The superintendent has forbidden classroom parties although many teachers will ignore the ban or find a way around it. Administrators complain of empty pizza boxes and drained two-liter soda bottles even as they can’t catch anyone in the act. Teachers wink and talk of celebrations that are taking place instead of parties.

Admin vanish while they admonish staff about maintaining order. Directives banning all hall passes ensue. But what if a child really has to go? Really, really, the distress etched on their face and they might even be doing the pee-pee dance as one colleague once put it … no hall passes.

GOT watches the children flip him off with their eyes because they dare not do it with their fingers as they walk out of the room to use the restroom. He dutifully calls the office to report. Later, the principal tells him, “Well, the child really had to go.”

It’s the last daze of school and absurdity reigns.

Bulletin boards are torn down, lockers are emptied, and students are drafted into moving furniture, removing the trash, and helping with the collection of school property.

Teachers throw shade as they pretend that they are still entering grades while they determine and post final grades for the year. A few are still testing because after students have taken national tests like NAEP, international tests like PISA, state standardized tests, district end-of-course tests which will determine the teacher’s data score and yearly evaluation, after all that, some teachers believe they must still give their own finals or they won’t know what the students really learned in their class.

Children wander the halls and visit friends in other classrooms. Some seek to make their mark on the year as they strive for a Darwin award and the most creative infraction of the year that was written up for discipline. Others try to carry out the perfect prank not realizing that we now have cameras everywhere recording everything except the bathrooms.

Yearbooks appear and kids write the same vapid fare-thee-well comments that have been around since yearbooks were first published. Teachers sign as requested. Some things will never go online.

Teachers hand out summer assignments that are due on the first day back. Others (like GOT) argue that the students need a break. Give them 10 weeks to relax. Their brains are still at work under the surface assimilating all that to which they’ve been exposed for a year.

They need the break. They need time to be kids, to hang out at the pool, to go to camp, to visit family and attend reunions, to take trips, and for the older ones, if they’re lucky, to have a hot, sizzling summer romance.
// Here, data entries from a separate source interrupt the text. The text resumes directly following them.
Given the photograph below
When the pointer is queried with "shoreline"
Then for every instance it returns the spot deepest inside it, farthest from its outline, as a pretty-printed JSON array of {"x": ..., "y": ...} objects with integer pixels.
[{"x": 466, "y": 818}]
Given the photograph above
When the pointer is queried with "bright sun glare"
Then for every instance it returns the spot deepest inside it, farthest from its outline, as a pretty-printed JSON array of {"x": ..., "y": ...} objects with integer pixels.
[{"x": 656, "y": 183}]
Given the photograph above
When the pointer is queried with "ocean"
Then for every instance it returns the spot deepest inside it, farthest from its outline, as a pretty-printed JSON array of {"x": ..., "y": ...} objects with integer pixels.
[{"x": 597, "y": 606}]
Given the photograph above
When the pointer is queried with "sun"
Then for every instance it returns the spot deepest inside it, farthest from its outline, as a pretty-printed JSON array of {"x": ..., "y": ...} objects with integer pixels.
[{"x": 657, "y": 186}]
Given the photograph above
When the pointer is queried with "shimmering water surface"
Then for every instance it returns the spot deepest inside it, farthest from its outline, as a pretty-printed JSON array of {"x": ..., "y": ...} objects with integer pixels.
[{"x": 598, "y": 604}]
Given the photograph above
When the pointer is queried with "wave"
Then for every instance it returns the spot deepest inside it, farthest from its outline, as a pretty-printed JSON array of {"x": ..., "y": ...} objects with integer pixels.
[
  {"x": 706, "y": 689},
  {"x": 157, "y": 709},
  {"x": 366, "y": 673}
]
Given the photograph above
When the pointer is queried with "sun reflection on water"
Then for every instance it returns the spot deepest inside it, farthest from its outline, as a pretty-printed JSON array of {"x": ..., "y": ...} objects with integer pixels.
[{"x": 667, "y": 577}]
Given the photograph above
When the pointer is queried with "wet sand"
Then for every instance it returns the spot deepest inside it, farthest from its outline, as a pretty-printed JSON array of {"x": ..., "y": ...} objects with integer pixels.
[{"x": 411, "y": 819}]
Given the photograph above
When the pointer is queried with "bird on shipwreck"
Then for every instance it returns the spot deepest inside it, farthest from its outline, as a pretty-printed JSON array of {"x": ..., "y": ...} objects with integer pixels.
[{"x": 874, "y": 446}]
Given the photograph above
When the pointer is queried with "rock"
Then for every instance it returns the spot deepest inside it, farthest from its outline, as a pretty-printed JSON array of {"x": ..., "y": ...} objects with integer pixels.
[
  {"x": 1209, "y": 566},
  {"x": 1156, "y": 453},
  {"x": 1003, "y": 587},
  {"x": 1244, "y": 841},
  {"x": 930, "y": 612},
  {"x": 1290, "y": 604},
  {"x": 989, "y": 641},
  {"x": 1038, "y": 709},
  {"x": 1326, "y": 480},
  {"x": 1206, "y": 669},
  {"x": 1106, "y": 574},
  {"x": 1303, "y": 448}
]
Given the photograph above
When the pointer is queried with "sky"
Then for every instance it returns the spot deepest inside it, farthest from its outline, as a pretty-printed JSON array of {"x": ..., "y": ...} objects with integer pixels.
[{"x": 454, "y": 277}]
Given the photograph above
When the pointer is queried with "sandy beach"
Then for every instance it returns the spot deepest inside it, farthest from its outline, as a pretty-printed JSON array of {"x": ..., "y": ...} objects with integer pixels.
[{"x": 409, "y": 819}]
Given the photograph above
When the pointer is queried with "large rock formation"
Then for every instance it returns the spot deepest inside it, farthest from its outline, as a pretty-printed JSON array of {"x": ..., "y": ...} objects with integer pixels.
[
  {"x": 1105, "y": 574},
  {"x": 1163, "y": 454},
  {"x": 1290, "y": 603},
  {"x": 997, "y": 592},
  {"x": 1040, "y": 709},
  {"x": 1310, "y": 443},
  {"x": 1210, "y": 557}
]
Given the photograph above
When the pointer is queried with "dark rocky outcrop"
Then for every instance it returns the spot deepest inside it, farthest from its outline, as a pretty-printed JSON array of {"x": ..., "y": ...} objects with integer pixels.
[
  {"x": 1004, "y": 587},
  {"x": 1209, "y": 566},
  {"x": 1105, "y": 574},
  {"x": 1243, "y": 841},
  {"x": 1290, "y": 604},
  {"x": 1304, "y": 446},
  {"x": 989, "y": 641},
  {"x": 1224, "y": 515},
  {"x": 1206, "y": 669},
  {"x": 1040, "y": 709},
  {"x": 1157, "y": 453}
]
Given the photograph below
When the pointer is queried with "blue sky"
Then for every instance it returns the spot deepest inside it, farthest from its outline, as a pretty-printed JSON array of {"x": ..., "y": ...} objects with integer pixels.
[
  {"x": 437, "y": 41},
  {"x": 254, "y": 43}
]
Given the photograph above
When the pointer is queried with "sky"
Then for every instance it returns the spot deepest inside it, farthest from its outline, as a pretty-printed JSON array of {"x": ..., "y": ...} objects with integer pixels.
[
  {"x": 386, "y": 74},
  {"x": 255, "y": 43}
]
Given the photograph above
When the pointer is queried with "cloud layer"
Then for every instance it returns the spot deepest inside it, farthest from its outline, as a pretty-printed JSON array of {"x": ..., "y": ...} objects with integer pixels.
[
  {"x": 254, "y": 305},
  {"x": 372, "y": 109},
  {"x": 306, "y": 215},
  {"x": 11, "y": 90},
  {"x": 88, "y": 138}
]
The last daze of school. Soon, they will end, the final bell will ring, someone will play Alice Cooper on the PA system as teachers wave goodbye to the last rollout of the buses, and suddenly … there’s silence.

Teachers assemble for the ending banquet hoping it will be more than catered pizza. As the speechifying ends, they throw their keys into the collection bin, jostle one another to get out the door first, and burn rubber out of the parking lot.

The last daze of school are over. Happy Summer!